Que é a violência? É tratar um ser humano como se ele fosse uma coisa. Como se
ele fosse um objeto. Tratar um ser humano como um sujeito e não como um objeto
é tratá-lo eticamente. Se a Política na esfera pública for capaz de tratar o s fins
políticos através de meios não violentos, não tratando os seres humanos como coisa
nós temos uma Política Ética. Segundo critério - embora a Ética se realize no campo
da vida privada, o que a Ética busca nesta esfera que lhe é própria é a ideia de que
nenhuma autoridade é legítima se ela for despótica, se ela for arbitrária, se ela se
realizar como expressão da vontade individual, injustificada de alguém. Neste caso
é a Política que vai ajudar a Ética na medida em que o próprio da esfera pública é
afastar a autoridade despótica, isto é, aquela autoridade que se exerce como um
vontade pessoal, individual, arbitrária, acima de todas as outras. Assim agora a
relação vem da Política para a Ética, em que a Ética auxilia na luta contra as formas
arbitrárias de autoridade no interior da vida privada. Isto significa por exemplo que a
posição do pai, da mãe, do avô, da avó, do patrão, do chefe, não é tão simples. Não
basta a vontade deles para que a autoridade deles seja eticamente legítima. A
Política nos ajuda portanto a melhorar a própria Ética. Terceiro critério: é o critério
que pode valer para a Ética e para a Política que é a redefinição da ideia de
liberdade. Em vez de pensarmos a liberdade como o direito de escolha vale a pena
pensar a liberdade como o poder de criar o possível. Ou seja, a liberdade é esta
capacidade dos seres humanos de fazer existir o que não existia. De inventar o
possível. De inventar o novo. E se a liberdade for pensada desta maneira, a
relação entre a Ética e a Política pode se dar como criação histórica, na esfera
privada e na esfera pública.

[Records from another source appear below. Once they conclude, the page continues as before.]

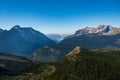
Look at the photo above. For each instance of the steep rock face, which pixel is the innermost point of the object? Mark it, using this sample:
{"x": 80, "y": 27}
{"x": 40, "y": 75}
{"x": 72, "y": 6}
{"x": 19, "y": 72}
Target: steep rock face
{"x": 22, "y": 41}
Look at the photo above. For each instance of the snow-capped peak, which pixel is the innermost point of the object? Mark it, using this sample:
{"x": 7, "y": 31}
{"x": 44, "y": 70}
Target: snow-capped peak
{"x": 16, "y": 27}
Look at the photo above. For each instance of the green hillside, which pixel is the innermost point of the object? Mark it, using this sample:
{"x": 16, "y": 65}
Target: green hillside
{"x": 78, "y": 64}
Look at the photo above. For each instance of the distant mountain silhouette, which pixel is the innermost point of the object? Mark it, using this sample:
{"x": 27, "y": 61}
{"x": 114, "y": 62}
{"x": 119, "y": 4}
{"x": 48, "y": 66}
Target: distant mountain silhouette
{"x": 103, "y": 37}
{"x": 22, "y": 41}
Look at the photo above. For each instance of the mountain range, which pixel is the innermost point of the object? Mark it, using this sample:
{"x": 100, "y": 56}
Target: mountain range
{"x": 102, "y": 37}
{"x": 56, "y": 37}
{"x": 22, "y": 41}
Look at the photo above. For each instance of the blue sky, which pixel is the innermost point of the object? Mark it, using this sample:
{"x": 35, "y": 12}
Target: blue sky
{"x": 59, "y": 16}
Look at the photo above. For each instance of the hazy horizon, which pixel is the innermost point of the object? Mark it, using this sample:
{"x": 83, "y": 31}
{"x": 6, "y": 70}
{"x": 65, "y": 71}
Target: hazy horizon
{"x": 62, "y": 17}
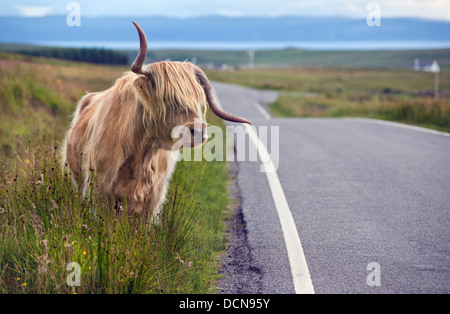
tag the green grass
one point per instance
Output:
(45, 224)
(391, 94)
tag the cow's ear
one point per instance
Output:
(142, 86)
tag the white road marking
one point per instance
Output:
(402, 125)
(297, 260)
(262, 111)
(299, 267)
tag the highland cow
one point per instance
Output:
(121, 137)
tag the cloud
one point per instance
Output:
(33, 11)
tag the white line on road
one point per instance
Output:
(297, 260)
(262, 111)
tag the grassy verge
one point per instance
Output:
(45, 225)
(390, 94)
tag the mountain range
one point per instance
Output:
(220, 28)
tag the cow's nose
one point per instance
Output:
(200, 135)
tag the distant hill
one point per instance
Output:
(219, 28)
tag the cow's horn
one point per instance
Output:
(137, 65)
(212, 103)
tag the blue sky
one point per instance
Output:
(430, 9)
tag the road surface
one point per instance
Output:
(370, 202)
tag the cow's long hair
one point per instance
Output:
(120, 139)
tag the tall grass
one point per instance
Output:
(45, 223)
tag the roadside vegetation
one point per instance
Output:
(401, 95)
(45, 224)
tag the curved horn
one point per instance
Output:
(136, 67)
(212, 103)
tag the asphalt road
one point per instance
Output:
(360, 192)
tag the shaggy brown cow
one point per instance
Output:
(122, 136)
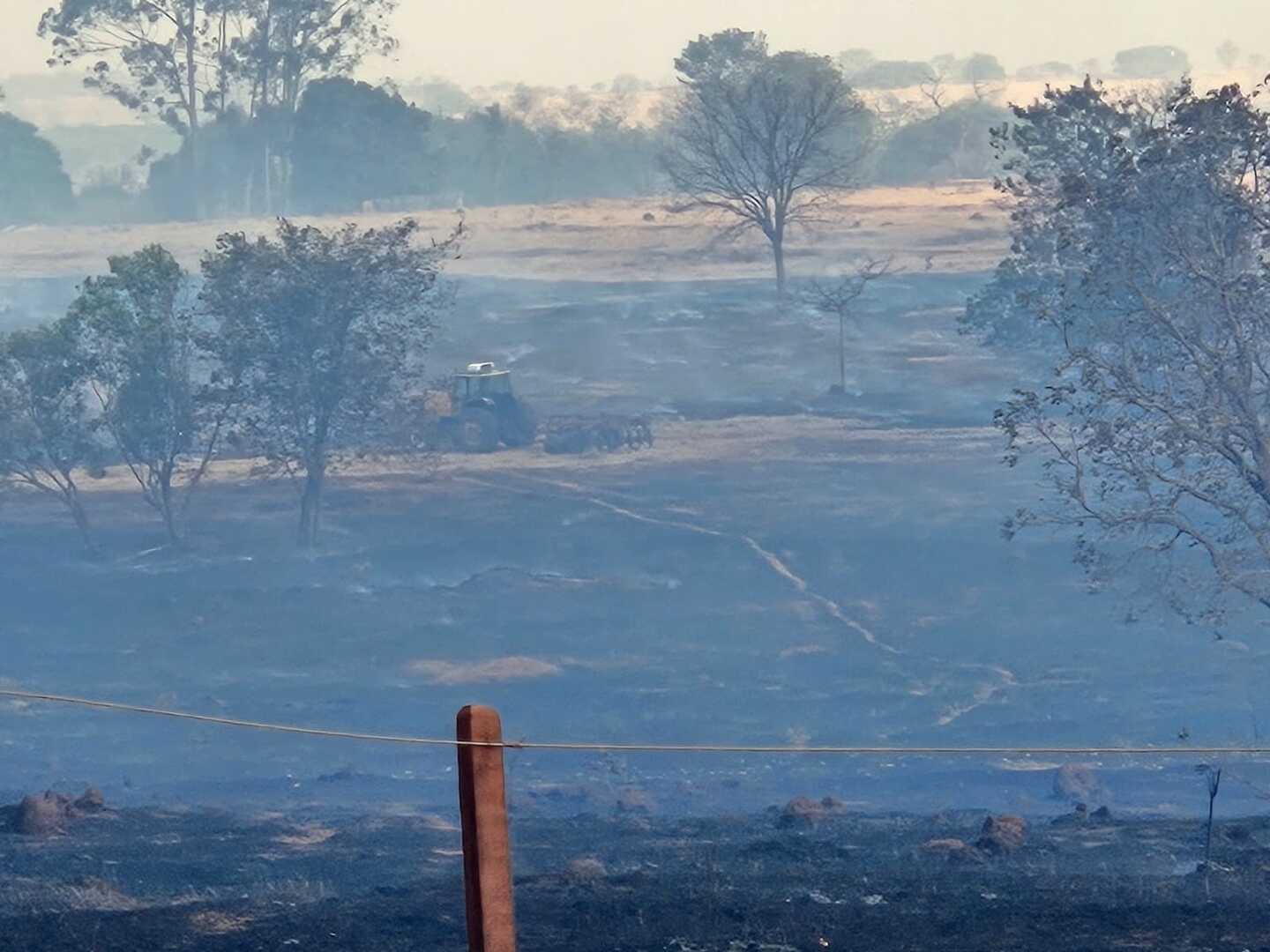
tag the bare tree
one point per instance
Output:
(762, 138)
(839, 300)
(1139, 253)
(163, 403)
(175, 57)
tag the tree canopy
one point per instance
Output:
(1138, 256)
(325, 331)
(34, 187)
(762, 138)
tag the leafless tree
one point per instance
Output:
(762, 138)
(839, 300)
(1139, 250)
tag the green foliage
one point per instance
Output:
(326, 331)
(147, 368)
(354, 143)
(954, 144)
(1139, 236)
(46, 430)
(34, 187)
(761, 138)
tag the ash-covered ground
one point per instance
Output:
(781, 568)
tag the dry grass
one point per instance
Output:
(211, 922)
(305, 837)
(496, 671)
(678, 443)
(600, 240)
(88, 895)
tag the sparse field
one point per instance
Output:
(958, 227)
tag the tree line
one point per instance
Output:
(294, 349)
(271, 121)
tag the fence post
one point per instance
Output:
(487, 844)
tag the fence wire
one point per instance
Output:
(646, 747)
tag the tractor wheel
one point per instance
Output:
(519, 426)
(476, 432)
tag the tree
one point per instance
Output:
(175, 56)
(34, 187)
(46, 433)
(761, 138)
(839, 300)
(1229, 55)
(1139, 251)
(163, 405)
(952, 144)
(1152, 63)
(326, 331)
(984, 74)
(354, 143)
(855, 60)
(294, 42)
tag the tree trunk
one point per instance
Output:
(310, 505)
(779, 254)
(168, 510)
(78, 513)
(842, 351)
(196, 165)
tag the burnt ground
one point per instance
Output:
(204, 880)
(773, 571)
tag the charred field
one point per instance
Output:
(213, 881)
(780, 569)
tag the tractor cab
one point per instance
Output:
(481, 383)
(484, 413)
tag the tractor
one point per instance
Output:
(484, 413)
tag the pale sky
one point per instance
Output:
(562, 42)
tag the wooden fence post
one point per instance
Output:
(487, 843)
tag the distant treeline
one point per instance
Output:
(349, 145)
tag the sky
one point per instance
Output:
(563, 42)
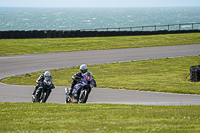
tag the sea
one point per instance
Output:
(16, 18)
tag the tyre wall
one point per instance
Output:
(71, 34)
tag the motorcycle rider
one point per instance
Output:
(78, 76)
(41, 78)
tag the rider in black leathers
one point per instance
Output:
(77, 77)
(40, 80)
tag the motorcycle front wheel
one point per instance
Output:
(83, 96)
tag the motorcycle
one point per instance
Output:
(81, 90)
(43, 92)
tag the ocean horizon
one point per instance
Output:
(15, 18)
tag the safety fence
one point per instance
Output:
(102, 32)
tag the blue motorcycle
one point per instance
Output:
(81, 90)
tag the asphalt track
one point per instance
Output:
(21, 64)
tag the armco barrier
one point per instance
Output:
(78, 33)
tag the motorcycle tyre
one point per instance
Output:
(83, 96)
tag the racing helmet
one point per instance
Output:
(83, 68)
(47, 74)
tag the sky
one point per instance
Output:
(98, 3)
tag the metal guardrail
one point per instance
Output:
(153, 28)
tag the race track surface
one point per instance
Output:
(21, 64)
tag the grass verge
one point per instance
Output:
(47, 45)
(160, 75)
(28, 117)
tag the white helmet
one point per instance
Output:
(47, 74)
(83, 68)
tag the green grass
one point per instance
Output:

Estou convencida de que há uma única forma da
Política compatível com a É tica e uma única modalidade da Ética compatível com a
Política. Essa forma Política é a democracia. E esta forma Ética é a liberdade
através dos direitos. Então como a democracia é o campo da criação dos direitos e
como a Ética é a afirmação de direitos através do direito fundamental que é o direito
à vida e à liberdade, a compatibilidade entre a Ética e a Política só pode ocorrer
quando o campo da Política permite o tratamento dos conflitos e quando o campo da
Ética permite a divulgação dos seus princípios. Então eu diria que é a possibilidade
de dar à Ética um conteúdo público e de dar à Política um conteúdo moral que
ocorre na democracia. Acho que não foi por acaso, indo lá no meu ponto de partida,
não foi por acaso que os inventores da Política, o s gregos, considerassem que era
só na Política que a Ética se realizava e por Política eles entendiam a democracia,
como igualdade perante a lei, (a isonomia). E o direito a expor, a discutir e votar a
opinião em público que é a alegoria. Então se nós considerarmos que o campo da
Ética é o campo da liberdade e o campo da Política é também o campo da
liberdade, só uma forma Política na qual esse princípio possa se realizar é que torna
viável uma relação entre a Ética e a Política. O que significa que o ideal ético da
visibilidade só pode se realizar na prática Política da democracia, e vice-versa.
Evidentemente isto seria um ponto de partida. Isto não é uma conclusão. Pelo
contrário se assim for, nós precisaremos começar tudo de novo. Pois nós temos que
recomeçar a discutir a desigualdade, a violência, a mentira, a corrupção, a
privatização e a oficialização estatal de nossa vidas.